The engineering trade dispute unfortunately remains unsolved. Sir William Mackenzie,
who held a Court of Inquiry last week, tried in vain to arrange a compromise between the parties.
In his report on the inquiry, which was published on Thursday, he said:— "In my opinion the matter is one in which no agreement, however carefully devised, can wholly take the place of good sense and good will between the parties and an appreciation by either side of the difficulties and point of view of the other."

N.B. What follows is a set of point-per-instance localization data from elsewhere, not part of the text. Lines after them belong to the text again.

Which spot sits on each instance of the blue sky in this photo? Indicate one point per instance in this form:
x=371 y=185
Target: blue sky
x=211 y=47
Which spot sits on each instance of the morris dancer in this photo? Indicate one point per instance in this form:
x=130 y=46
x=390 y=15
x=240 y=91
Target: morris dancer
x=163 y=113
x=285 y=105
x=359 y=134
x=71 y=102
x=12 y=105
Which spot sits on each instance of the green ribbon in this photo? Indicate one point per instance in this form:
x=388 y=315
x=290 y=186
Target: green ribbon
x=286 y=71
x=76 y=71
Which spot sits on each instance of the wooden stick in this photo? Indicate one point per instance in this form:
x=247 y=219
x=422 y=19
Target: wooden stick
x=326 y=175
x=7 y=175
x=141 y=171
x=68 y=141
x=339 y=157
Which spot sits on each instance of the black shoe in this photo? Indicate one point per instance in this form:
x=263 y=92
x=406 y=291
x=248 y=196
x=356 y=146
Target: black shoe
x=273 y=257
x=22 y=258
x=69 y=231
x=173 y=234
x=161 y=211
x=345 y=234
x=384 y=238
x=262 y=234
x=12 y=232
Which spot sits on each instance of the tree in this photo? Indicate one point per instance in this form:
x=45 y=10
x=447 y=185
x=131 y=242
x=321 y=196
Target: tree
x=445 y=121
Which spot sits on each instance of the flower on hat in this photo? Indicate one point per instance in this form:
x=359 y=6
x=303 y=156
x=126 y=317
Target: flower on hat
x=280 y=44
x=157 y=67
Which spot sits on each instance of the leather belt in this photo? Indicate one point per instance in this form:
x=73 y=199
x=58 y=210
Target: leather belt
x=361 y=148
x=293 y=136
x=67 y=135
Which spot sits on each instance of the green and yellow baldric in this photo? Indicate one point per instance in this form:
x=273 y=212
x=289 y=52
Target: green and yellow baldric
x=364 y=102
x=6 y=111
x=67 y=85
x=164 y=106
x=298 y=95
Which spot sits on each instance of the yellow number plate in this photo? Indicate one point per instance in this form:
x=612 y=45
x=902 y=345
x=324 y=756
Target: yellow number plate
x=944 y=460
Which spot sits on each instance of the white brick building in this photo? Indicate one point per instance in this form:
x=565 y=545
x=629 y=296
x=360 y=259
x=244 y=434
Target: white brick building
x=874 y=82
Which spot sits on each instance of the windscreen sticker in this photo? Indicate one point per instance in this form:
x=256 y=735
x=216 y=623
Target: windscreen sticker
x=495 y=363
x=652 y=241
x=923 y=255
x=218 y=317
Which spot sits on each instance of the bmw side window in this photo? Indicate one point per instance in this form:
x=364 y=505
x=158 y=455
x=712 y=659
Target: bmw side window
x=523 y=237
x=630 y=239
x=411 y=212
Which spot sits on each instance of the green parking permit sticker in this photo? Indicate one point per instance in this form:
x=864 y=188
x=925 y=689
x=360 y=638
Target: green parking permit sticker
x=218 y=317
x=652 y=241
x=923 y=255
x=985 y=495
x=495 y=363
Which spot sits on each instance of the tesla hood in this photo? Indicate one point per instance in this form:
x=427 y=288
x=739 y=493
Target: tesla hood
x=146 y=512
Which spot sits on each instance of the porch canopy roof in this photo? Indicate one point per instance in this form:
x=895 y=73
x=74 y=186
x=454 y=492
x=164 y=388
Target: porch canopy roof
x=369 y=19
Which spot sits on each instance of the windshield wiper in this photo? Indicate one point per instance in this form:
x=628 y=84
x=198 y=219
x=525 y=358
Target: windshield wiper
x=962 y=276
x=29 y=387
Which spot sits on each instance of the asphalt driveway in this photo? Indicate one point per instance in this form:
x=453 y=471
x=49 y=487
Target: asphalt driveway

A few arbitrary employers and a few reckless trade union leaders or shop stewards obsessed by hatred of capitalists can bring any settlement to naught. The vast majority of employers and workmen, we are sure, desire nothing better than to co-operate amicably as they have done in the past, and the task for each party is to bring the intolerant minority under control. Sir William Mackenzie touched on what is probably the main cause of the dispute when he hinted that the skilled engineers fear that many of them will lose their employment if they give way an inch in regard to the minding of machines. it is common knowledge that many new machines can be operated as easily by a semi-skilled or unskilled man as by a trained fitter, but the Amalgamated Engineering Union steadily refuses to agree to the displacement of any skilled men. This was the crux of the great strike in the 'nineties, and it is still unsolved. Yet if the industry is to progress it cannot continue to employ skilled men on unskilled work or to do without the new machines.